Le chantier de la nouvelle gare des Guillemins a été, durant 8 ans, la matière première d’un photographe liégeois, Alain Janssens. De 2001 à 2009, des fondations à l’achèvement final, du plein soleil d’été au ciel grisé de l’hiver, le photographe s’est immergé dans ce qui constitue un formidable paysage urbain. Il en a tiré plusieurs milliers d’images, qui donnent une stratigraphie du lieu et de ses multiples évolutions.
De long en large, et de bas en haut, été comme hiver, sous la pluie et, de préférence, sous la lumière du soleil, Alain Janssens a sillonné le chantier de la gare de Santiago Calatrava. Quelque 180 visites sur place, plus ou moins longues, plus ou moins fréquentes aussi, en fonction de l’avancement des travaux. En 8 années, on devinait bien qu’il en était sorti une volumineuse masse d’images. Mais il y a au total pas loin de huit mille photographies en couleur : à la (dé)mesure de ce chantier peu banal.
« C’est une situation qui n’arrivera sans doute qu’une fois dans ma vie », tient-il à préciser avec humour. Mais ce photographe, enseignant à l’École supérieure des Arts Saint-Luc de Liège, n’a éprouvé que rarement la lassitude. « C’était un chantier toujours en mouvement, d’un jour à l’autre les choses se modifiaient. Et ce qui est fabuleux, c’est d’avoir eu cette unité de lieu, toujours le même paysage sous les yeux, en mutation permanente, par l’action des hommes. »
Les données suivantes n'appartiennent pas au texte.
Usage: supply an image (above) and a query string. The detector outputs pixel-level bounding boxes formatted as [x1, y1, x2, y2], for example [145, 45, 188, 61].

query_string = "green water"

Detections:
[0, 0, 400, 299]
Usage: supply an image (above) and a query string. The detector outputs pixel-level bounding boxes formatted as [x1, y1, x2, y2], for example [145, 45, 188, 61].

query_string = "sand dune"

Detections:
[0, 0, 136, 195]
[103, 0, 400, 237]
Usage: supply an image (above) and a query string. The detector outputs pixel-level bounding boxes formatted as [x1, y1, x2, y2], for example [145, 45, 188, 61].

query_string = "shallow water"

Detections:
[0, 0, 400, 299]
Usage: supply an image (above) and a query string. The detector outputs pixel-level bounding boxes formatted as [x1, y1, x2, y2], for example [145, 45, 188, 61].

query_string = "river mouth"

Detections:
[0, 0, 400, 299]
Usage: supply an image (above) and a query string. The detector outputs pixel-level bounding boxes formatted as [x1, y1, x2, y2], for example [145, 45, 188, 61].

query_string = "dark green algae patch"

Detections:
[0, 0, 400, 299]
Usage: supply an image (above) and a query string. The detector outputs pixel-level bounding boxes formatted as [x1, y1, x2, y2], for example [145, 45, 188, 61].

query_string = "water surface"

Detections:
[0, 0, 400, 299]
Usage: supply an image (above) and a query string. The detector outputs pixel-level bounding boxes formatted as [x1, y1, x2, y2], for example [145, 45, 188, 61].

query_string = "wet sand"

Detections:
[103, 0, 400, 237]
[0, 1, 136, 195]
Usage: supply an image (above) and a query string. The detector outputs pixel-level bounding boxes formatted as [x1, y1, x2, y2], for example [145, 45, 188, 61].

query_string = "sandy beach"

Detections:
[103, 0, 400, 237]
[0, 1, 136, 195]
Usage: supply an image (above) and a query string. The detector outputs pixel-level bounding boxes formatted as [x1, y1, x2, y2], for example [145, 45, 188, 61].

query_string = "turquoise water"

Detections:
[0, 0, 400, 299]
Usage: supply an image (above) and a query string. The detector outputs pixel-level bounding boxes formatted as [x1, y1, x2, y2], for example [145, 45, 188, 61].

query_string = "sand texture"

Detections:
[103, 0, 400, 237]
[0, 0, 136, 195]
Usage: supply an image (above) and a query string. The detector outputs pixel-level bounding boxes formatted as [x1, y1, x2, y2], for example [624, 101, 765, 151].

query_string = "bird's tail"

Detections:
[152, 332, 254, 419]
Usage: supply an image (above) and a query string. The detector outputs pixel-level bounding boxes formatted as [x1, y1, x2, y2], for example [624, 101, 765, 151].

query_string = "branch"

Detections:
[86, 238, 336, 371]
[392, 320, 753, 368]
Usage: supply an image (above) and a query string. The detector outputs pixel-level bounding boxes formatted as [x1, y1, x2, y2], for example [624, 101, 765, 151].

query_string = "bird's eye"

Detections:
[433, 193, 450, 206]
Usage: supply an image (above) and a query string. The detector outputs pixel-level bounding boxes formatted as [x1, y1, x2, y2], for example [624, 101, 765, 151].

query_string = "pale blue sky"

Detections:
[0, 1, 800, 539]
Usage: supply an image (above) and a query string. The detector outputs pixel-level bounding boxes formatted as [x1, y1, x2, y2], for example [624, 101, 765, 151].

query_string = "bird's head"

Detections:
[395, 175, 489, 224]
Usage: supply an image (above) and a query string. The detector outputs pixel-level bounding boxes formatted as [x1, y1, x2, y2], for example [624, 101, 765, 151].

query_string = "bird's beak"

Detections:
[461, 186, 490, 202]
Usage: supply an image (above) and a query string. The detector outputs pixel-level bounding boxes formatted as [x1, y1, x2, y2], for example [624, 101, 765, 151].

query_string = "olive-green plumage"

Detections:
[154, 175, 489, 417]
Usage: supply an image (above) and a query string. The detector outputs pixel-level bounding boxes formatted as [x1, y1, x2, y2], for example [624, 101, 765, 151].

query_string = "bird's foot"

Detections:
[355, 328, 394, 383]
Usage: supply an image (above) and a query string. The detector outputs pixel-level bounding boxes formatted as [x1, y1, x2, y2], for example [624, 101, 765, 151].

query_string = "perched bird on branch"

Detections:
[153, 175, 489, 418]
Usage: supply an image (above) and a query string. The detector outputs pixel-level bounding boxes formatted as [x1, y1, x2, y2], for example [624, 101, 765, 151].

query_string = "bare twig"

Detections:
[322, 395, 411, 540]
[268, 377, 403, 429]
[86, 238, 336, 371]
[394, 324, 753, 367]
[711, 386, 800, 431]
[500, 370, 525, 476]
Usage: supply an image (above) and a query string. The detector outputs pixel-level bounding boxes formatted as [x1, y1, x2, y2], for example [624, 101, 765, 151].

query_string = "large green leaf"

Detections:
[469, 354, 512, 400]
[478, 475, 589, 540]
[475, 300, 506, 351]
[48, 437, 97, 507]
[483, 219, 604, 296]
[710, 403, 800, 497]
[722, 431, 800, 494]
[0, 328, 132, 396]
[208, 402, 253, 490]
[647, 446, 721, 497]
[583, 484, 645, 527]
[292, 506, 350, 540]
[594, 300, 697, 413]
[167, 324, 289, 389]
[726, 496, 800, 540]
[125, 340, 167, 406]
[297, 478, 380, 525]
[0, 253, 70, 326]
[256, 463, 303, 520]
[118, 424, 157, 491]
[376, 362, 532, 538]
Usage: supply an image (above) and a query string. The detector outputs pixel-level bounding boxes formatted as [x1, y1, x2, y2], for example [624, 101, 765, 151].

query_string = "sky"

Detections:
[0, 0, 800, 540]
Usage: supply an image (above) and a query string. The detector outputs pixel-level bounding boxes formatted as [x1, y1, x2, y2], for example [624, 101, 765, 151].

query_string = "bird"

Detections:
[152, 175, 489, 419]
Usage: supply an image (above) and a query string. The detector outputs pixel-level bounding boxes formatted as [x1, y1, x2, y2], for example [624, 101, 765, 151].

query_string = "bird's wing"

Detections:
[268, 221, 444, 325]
Car si ces milliers d’images, commandées par Euro Liège -TGV, témoignent de la construction d’un édifice imposant, gigantesque, elles sont aussi et surtout traversées par les hommes : ceux qui construisent, et ceux qui sont les usagers de la gare, l’ancienne progressivement démantelée, et la nouvelle sortant de terre. Alain Janssens a aimé photographier cette chorégraphie de corps en marche. La gare de Calatrava est sans doute un monument d’architecture et une solide réussite technique, mais sous l’oeil du photographe, elle reste profondément humaine. « On a beau savoir les choses et avoir visité Vézelay, les vivre dans l’émerveillement du quotidien dans sa propre ville est une vraie aubaine », avoue le photographe.
Ceux qui s’intéressent à la photographie et à l’architecture connaissent déjà le nom d’Alain Janssens. Outre un travail personnel volontiers intimiste, essentiellement en noir et blanc, que l’on peut découvrir dans un ouvrage récent, « Temps brassé », et qui a été montré récemment à la galerie Triangle Bleu de Stavelot, Alain Janssens apprécie la photographie d’architecture. Il n’en est pas à son coup d’essai, ayant collaboré notamment avec les architectes Pierre Hebbelinck et Alain Richard. Il est également l’auteur des photographies commandées par la Cellule Architecture de la Communauté française Wallonie-Bruxelles, pour le volume consacré au Cinéma Sauvenière de Liège, dans la collection « Visions - Architectures publiques ».
Le travail documentaire fourni sur le chantier de la gare n’a pas dérogé à certaines règles de composition : lumière, masse, volume, matières, échelles, personnages. Le photographe n’a pas manqué, non plus, de garder une trace de certaines parties du chantier, au caractère insolite, ou presque sculptural, et qui aujourd’hui ont disparu sous une quantité non négligeable de béton. Il en résulte que ce travail donne lieu, aussi, à une archéologie immédiate du présent, et que l’on pourra le regarder comme tel dans le futur : qui n’a jamais rêvé de voir comment s’était édifiée la cathédrale de Chartres ?
Le photographe a évidemment en projet un livre, auquel il faudra donner également une architecture, éditoriale celle-ci. Mais en attendant, on peut voir une sélection de 180 images racontant ce chantier en marche, dans le parking +1 de la gare. Et sur le site Culture, il nous propose une autre sélection : dix images, dix situations, qui donnent une idée de ce qu’il appelle « une longue promenade », qu’il a vue « parsemée de moments de sérénité, de calme, et par à coup, de sauvages emballements ».